Para siswi yang terlibat dalam video itu, berikut orangtuanya dikumpulkan secara tertutup di
sekolah. Mereka berembuk berupaya menyelesaikan kasus bullying secara kekeluargaan.
"Alhamdulillah masalah ini sudah beres. Semua bisa memahami dan ini jadi pembelajaran
bagi orangtua dan kami," ujar Ratna usai menggelar pertemuan tertutup di SMAN 3,
Setiabudi, Jakarta Selatan, Selasa (3/5/2016).
Ratna mengakui, kejadian Kamis 28 April lalu itu membuat pihaknya kaget. Sebab selama
setahun terakhir sudah tidak ada lagi tindakan bullying di sekolahnya. Kasus tersebut pun
menjadi tamparan keras bagi pihak sekolah.
"Padahal selama ini kami sudah berupaya maksimal meniadakan bullying di sekolah," tutur
dia.Kasus tersebut, kata Ratna, sudah selesai secara kekeluargaan. Kedua belah pihak, baik
pelaku maupun korban telah bersepakat damai. Para pelaku bahkan telah membuat surat
permohonan maaf kepada korban dan berjanji tidak akan mengulangi tindakan yang sama.
"Kami sudah memberikan arahan kepada semuanya, baik orangtua maupun siswa terkait hal
ini. Mereka sudah saling memaafkan satu sama lain," beber Ratna.
Namun pihak sekolah tak berhenti begitu saja. Menurut Ratna, pihaknya tetap memberikan
sanksi terhadap para pelaku yang diketahui sebagai siswi kelas XII dengan menahan ijazah
mereka. Sanksi tersebut berlaku hingga tak ada lagi tuntutan dari pihak korban.
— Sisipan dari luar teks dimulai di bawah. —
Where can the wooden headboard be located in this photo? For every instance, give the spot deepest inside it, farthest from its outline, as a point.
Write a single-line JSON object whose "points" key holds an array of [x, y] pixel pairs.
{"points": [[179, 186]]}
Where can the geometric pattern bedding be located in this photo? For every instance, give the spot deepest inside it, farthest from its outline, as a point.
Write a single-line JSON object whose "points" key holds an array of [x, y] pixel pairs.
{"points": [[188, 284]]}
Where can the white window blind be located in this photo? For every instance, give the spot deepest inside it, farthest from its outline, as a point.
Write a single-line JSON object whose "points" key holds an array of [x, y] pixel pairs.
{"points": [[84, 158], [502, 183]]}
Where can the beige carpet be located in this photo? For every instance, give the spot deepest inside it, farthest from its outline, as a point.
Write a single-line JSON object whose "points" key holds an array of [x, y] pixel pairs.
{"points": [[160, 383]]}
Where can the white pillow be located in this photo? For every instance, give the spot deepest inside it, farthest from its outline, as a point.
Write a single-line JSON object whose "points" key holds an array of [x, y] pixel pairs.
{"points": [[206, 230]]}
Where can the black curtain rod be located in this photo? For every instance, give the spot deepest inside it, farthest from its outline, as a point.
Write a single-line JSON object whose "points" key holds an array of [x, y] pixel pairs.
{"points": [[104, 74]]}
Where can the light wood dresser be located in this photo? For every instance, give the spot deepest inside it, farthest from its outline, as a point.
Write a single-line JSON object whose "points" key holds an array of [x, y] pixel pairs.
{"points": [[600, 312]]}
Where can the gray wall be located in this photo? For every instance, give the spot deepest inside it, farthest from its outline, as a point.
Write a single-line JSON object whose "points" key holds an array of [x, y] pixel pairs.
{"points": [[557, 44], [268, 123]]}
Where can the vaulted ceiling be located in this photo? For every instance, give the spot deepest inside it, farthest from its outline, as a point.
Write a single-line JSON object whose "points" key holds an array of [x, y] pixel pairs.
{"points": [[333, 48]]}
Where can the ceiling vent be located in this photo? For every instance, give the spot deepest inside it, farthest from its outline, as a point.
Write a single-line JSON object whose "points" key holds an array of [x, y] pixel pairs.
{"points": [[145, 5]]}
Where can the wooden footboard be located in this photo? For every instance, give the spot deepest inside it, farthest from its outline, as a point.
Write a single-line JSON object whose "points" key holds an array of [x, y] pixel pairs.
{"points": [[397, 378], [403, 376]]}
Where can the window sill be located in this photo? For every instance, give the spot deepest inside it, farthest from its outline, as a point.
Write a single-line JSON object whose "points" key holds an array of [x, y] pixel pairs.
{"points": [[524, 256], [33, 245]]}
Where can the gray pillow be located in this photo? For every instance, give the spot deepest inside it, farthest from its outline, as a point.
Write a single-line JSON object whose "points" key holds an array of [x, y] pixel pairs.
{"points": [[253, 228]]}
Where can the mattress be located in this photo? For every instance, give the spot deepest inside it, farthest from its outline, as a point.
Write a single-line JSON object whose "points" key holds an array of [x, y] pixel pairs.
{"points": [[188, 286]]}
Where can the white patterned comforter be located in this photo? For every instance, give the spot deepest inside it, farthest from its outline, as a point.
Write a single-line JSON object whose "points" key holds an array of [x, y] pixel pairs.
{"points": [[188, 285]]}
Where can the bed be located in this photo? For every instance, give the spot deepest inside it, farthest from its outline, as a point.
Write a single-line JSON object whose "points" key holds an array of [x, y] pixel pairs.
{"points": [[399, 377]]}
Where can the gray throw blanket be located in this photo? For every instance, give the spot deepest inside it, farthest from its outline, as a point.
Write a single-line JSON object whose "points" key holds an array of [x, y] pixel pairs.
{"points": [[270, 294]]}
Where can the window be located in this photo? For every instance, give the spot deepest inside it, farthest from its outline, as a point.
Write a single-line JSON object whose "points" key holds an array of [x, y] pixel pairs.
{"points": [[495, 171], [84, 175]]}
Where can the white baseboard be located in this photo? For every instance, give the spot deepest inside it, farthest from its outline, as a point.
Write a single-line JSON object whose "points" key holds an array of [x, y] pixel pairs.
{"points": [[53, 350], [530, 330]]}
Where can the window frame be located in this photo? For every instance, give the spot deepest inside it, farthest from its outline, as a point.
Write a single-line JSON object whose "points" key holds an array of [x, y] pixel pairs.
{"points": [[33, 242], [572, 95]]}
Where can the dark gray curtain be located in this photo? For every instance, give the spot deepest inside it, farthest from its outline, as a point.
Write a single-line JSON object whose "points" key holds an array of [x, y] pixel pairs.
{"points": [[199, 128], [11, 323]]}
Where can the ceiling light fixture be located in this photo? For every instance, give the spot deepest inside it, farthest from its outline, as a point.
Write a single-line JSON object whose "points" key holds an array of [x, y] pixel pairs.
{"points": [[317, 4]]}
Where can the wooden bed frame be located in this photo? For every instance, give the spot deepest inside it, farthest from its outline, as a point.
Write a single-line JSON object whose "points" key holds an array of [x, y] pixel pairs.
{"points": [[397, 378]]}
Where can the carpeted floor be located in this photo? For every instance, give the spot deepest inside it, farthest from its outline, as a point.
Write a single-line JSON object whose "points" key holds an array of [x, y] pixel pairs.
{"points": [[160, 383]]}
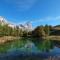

"Sanksinya berupa penahanan ijazah sampai tidak adanya lagi tuntutan terkait masalah ini
dari pihak manapun," jelas dia.
Wali Murid Membantah
Ada pernyataan menarik dari salah satu wali murid yang anaknya berada di dalam video
berdurasi sekitar 37 detik itu. Reza, nama wali murid itu, mengakui bahwa pihak sekolah
telah memberikan solusi terbaik.
Namun pria berusia sekitar 40 tahun itu membantah jika terjadi kesepakatan damai dalam
kasus ini.
"Enggak ada istilah damai, jujur enggak ada istilah damai. Yang ada hanyalah solusi dari
semua pihak, dari kepala sekolah, guru-guru dan semua pihak orangtua serta anak-anak,"
ucap Reza di lokasi.
Reza juga membantah jika ada kesepakatan dari para pelaku untuk menerima sanksi berupa
penahanan ijazah. "Semua adalah kebaikan buat anak-anak. Tidak ada penahanan ijazah dan
sanksi. Tidak ada kesepakatan," tegas dia.
Dirinya juga tidak mau menyalahkan pihak manapun dalam kasus bullying ini. Menurut dia,
kasus tersebut merupakan pembelajaran bagi orangtua dan anak agar tidak diulangi kembali.
"Apa yang terjadi di SMAN 3 itu bukan aib, tapi pembelajaran. Hikmah yang baik buat kita
semua khususnya, kami sebagai orangtua," pungkas Reza.